Historical population
| Census | Pop. | Note | %± |
| 1820 | 571 |  | — |
| 1830 | 758 |  | 32.7% |
| 1840 | 942 |  | 24.3% |
| 1850 | 1,045 |  | 10.9% |
| 1860 | 1,209 |  | 15.7% |
| 1870 | 1,127 |  | −6.8% |
| 1880 | 1,238 |  | 9.8% |
| 1890 | 852 |  | −31.2% |
| 1900 | 719 |  | −15.6% |
| 1910 | 628 |  | −12.7% |
| 1920 | 473 |  | −24.7% |
| 1930 | 328 |  | −30.7% |
| 1940 | 475 |  | 44.8% |
| 1950 | 436 |  | −8.2% |
| 1960 | 466 |  | 6.9% |
| 1970 | 615 |  | 32.0% |
| 1980 | 656 |  | 6.7% |
| 1990 | 746 |  | 13.7% |
| 2000 | 920 |  | 23.3% |
| 2010 | 856 |  | −7.0% |
| 2020 | 819 |  | −4.3% |
U.S. Decennial Census

==Communities and locations in Day==
- Allentown - A hamlet by the eastern town line and north of Conklingville.

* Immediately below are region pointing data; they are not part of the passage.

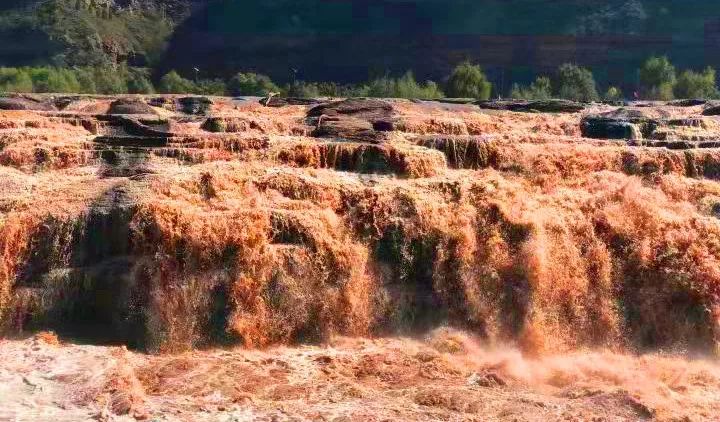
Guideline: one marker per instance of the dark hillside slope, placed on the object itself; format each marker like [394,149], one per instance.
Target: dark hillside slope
[347,40]
[350,40]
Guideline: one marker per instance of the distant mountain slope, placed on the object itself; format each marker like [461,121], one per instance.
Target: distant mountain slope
[348,40]
[87,32]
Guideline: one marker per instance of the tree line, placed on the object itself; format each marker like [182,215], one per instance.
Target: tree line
[658,80]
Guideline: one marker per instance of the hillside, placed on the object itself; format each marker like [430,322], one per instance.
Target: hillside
[348,41]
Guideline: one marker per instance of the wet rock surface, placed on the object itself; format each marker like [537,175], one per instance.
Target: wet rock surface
[533,106]
[345,237]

- Conklingville - A hamlet in the southeastern part of the town. It is named after Gurdon Conkling and was once one of the two principal villages in the Town of Hadley.
- Crowville - A former location in the western section of the town.
- Day Center - A hamlet on the northern shore of the Great Sacandaga Lake, located on County Road 4 (North shore Road).
- Lakeview - A hamlet located on the southern side of Great Sacandaga Lake.
- Livingston Lake - A lake by the northern town line.
- Overlook - A hamlet located east of Lakeview.
- Tenant Lake - A lake located west of Livingston Lake.
- Tenant Mountain - An elevation west of Tenant Lake. It is the highest point in Saratoga County.
- Abeling Lane - A small community on the North Shore Road.